Der US CLOUD Act (Clarifying Lawful Overseas Use of Data Act) verpflichtet amerikanische Cloud-Anbieter seit 2018, auf behördliche Anfrage Daten herauszugeben – unabhängig davon, ob diese Daten auf Servern in Europa oder den USA liegen. Die DSGVO schützt europäische Nutzer zwar vor europäischen Behörden, nicht jedoch vor US-amerikanischen Zugriffen auf Basis des CLOUD Act.

RISIKEN

Drei konkrete Risiken für Ihr Büro

Rechtliche Grauzone

DSGVO und CLOUD Act stehen in direktem Konflikt.
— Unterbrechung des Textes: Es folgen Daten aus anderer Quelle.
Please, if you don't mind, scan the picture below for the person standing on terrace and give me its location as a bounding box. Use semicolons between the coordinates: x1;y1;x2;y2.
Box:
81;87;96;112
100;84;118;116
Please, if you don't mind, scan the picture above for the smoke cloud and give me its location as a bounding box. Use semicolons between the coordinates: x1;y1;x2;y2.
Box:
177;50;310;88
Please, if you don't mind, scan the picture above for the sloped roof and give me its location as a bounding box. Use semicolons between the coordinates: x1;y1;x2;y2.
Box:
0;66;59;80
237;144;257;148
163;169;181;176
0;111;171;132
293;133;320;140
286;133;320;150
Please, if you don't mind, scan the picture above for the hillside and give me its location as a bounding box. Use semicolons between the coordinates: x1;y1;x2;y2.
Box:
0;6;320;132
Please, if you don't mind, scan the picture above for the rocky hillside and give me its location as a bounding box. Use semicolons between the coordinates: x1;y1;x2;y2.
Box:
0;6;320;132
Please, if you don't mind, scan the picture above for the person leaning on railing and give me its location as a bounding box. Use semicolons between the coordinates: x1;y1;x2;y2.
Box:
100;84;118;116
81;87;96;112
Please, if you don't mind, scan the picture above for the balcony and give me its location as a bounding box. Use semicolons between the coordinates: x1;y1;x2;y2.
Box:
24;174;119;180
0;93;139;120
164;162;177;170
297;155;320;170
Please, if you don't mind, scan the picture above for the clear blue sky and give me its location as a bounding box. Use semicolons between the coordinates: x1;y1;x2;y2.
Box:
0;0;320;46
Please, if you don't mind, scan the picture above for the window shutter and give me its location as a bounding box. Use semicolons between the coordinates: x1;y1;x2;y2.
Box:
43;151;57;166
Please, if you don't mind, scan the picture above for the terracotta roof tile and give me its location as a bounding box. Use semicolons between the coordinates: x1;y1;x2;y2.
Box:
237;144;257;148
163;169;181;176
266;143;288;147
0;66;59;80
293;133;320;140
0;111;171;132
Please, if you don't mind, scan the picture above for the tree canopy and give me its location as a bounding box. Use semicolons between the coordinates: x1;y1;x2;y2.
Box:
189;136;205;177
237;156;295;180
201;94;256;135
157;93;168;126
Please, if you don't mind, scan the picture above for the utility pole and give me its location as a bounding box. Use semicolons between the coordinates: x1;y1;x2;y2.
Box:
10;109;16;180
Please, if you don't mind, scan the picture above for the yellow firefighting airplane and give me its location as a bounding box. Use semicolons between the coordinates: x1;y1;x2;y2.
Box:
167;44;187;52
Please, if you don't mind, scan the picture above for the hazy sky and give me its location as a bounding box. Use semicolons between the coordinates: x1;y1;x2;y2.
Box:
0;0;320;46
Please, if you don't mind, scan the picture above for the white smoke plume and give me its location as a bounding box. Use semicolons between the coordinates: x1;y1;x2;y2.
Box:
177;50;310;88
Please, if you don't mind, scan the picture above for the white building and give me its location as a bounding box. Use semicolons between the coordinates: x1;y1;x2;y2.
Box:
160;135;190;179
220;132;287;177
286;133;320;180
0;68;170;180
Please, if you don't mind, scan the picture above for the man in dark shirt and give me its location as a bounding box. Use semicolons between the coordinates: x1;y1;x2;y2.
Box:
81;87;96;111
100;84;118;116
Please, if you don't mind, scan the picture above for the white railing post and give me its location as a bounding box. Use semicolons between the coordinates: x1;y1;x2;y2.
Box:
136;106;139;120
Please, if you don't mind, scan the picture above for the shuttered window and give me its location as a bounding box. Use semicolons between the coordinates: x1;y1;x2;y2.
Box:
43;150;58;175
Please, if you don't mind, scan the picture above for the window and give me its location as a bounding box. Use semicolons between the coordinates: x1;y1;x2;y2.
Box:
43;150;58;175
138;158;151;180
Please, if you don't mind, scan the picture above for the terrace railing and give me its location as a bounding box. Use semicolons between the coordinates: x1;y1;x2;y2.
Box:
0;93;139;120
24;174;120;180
Europäische Gerichte haben US-Datentransfers wiederholt für unzulässig erklärt – trotzdem nutzen die meisten Büros täglich US-Cloud-Dienste.

Datenzugriff durch Dritte

Entwürfe für öffentliche Auftraggeber, Sicherheitsinfrastruktur oder sensible Privatprojekte könnten auf behördliche Anfrage hin zugänglich werden – ohne dass Sie davon erfahren.

Anbieterabhängigkeit

Preiserhöhungen, Produkteinstellungen oder geopolitisch motivierte Zugangssperren können Ihren Bürobetrieb von einem Tag auf den anderen beeinträchtigen – wenn alle Daten bei einem einzigen Anbieter liegen.

EUROPÄISCHE ALTERNATIVEN

Europäische Cloud-Anbieter im Überblick

AnbieterStärkeHinweis
IONOS (DE)Hosting, S3-kompatible Speicherung, Managed CloudVollständig DSGVO-konform, Rechenzentren in DE/EU
OVHcloud (FR)IaaS, Kubernetes, Object StorageGrößter europäischer Cloud-Anbieter, ISO 27001
Hetzner (DE)Preisgünstiger Compute & StorageIdeal für kleinere Büros, sehr gutes Preis-Leistungs-Verhältnis
Stackit (DE)Enterprise-Cloud der Schwarz-GruppeBesonders für compliance-kritische Anwendungen geeignet
Nextcloud (DE)Selbst gehostete KollaborationsplattformMaximale Datenkontrolle, on-premise oder bei EU-Hoster
EMPFEHLUNG

Eine pragmatische Cloud-Strategie

Ein vollständiger Wechsel zu europäischen Anbietern ist für die meisten Büros heute noch nicht realistisch – zu tief sind US-Dienste in den Arbeitsalltag integriert. Aber eine bewusste Strategie ist überfällig: Welche Daten sind besonders schützenswert? Welche Dienste könnten durch europäische Alternativen ersetzt werden? Und wo ist die Abhängigkeit von einem einzelnen Anbieter zu groß? Diese Fragen sollte jedes Architektur- und Planungsbüro heute beantworten können.

Das Fazit

Unser Urteil

Der US CLOUD Act gilt auch für Daten auf europäischen Servern von US-Anbietern – ein strukturelles Risiko.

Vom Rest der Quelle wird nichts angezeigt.